The payments to its US parent have reduced ASDA’s declared profits and are reckoned to have cut its British corporate tax bill over the period of seven years by a total of almost £250m’. (Goldfingle, 2012). In addition, according to the critics “Wal-Mart achieves its success by denying worker’s rights” in regard to the UK, due to company’s aspiration to improve ASDA’s productivity and efficiency levels, it has introduced new employee rules and regulations, which included: access restrictions to arbitration services, shorter breaks and the increase of the workload. This action had negative impact on the work conditions of the employees. (Suneja, 2000, B200 pg.61)
With every entry into new markets companies are facing certain problems, in regard to Wal-Mart, it has encountered certain cultural issues. As the company has acquired ASDA, in order to improve its productivity and efficiency, it has replaced its operational systems together with its sales and marketing strategies, to the systems based on US standards, as a result, in 2005 ASDA started to indicate the signs of operational failure as the strategies found to be highly effective within US, were unsuitable for the UK’s market, this disregard of cultural differences by Wal-Mart has led ASDA to the loss of market share and resulted in deficits of it growth.( case study B200 TMA 07, 2005).
Additionally, ASDA/Wal-Wart was accused multiple times by charities and trade unions for the violation of its employee rights and their exploitation.
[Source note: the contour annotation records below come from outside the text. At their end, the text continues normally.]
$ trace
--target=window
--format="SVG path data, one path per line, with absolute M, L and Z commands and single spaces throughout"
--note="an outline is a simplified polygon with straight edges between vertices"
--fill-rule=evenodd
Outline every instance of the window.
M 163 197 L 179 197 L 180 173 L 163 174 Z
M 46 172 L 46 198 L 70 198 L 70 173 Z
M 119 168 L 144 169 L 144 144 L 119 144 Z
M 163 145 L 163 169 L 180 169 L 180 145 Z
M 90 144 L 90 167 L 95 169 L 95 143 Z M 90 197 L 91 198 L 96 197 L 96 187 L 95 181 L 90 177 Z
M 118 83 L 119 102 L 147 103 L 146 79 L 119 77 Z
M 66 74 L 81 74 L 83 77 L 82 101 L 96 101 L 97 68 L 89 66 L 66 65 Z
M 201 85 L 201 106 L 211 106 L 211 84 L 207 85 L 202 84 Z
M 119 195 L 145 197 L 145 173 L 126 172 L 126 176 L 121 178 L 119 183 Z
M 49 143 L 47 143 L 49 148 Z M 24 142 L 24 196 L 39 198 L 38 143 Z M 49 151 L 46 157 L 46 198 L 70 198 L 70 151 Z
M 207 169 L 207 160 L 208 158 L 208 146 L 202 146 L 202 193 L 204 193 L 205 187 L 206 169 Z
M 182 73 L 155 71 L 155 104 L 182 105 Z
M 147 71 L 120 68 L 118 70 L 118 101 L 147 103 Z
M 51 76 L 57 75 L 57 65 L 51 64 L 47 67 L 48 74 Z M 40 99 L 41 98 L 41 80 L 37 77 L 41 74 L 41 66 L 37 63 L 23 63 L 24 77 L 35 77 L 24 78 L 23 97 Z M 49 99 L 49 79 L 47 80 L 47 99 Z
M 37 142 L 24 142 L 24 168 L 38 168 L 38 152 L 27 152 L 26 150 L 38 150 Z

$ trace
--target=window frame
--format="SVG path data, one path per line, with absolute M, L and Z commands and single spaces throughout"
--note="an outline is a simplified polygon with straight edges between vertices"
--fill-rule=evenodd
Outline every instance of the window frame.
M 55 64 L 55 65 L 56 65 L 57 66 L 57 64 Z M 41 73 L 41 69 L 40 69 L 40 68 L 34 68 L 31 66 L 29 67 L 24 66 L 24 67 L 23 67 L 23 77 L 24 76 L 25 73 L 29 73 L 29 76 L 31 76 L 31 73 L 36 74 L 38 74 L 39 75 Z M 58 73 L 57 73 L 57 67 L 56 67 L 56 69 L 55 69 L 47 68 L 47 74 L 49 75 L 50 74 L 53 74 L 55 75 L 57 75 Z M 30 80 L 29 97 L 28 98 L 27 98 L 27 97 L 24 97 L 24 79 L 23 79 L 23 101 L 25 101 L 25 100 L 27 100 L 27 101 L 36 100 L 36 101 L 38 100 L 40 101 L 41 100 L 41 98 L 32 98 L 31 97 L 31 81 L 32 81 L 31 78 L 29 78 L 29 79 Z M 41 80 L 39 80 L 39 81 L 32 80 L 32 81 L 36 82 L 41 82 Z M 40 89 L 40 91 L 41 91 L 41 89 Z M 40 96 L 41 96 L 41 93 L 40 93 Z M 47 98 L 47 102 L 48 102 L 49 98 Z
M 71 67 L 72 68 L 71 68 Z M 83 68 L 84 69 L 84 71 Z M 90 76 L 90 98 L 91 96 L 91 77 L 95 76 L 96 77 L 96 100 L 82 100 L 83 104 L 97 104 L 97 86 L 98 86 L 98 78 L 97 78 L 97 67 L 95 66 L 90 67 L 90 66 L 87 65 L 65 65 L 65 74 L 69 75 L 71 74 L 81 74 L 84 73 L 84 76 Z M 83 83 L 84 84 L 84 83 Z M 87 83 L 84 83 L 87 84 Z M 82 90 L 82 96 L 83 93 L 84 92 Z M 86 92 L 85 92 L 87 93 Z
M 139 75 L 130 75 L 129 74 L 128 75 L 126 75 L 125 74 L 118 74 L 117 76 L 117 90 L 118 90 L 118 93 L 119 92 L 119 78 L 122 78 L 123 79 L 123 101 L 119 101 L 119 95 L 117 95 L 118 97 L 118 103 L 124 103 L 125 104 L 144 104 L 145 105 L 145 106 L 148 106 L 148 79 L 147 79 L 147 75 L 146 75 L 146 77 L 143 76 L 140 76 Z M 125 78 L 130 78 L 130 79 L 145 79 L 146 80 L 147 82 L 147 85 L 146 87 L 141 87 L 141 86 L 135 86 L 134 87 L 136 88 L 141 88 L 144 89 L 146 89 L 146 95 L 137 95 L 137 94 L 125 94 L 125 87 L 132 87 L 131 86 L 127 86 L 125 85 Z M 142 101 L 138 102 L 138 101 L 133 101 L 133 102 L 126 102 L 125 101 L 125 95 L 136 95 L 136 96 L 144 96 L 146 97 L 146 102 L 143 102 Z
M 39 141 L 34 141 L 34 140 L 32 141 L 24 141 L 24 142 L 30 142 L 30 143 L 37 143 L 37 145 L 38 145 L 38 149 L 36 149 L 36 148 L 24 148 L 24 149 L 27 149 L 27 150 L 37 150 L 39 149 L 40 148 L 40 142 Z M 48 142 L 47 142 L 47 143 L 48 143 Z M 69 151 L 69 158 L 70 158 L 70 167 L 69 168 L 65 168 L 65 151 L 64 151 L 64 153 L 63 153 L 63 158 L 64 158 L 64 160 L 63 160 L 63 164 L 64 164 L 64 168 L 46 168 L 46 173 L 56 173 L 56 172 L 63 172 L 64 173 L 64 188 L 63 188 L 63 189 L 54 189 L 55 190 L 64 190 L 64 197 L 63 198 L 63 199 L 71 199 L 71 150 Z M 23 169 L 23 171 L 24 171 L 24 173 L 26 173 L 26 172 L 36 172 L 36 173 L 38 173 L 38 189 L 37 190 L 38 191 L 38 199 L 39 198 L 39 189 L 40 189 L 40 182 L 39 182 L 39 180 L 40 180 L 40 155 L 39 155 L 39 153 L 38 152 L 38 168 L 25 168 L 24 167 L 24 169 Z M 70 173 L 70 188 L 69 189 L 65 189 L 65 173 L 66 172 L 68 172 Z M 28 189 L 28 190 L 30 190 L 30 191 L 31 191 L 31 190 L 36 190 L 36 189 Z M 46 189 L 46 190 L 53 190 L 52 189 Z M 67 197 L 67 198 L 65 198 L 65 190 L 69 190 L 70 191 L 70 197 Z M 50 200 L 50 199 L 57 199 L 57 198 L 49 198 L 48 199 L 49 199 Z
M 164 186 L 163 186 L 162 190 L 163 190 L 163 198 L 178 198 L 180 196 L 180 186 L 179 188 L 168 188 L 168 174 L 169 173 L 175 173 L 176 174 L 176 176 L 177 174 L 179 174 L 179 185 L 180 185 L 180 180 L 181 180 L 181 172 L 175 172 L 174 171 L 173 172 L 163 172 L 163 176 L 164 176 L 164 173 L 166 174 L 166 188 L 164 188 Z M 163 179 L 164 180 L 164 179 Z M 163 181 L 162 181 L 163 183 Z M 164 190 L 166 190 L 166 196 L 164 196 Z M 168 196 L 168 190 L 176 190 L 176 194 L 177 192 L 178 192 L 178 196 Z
The introduction of the new rules and regulations resulted dissatisfactory reaction among the employees and which later had negatively affected company’s performance. (Suneja, 2000, B200 pg.61) Finally, Wal-Mart’s acquisition of ASDA has clearly shown how through the cross-border acquisitions MNC’s are able to achieve their growth and improve their profitability, it has also shown that by entering new markets they may also bring certain advantages, although not always equally beneficial for all the parties involved, still, they can have positive impacts on them. However, it can also be clearly seen that MNC’s will use any means necessary in order to maximize their profits even if that results in negative effects on the other businesses, host countries and even themselves.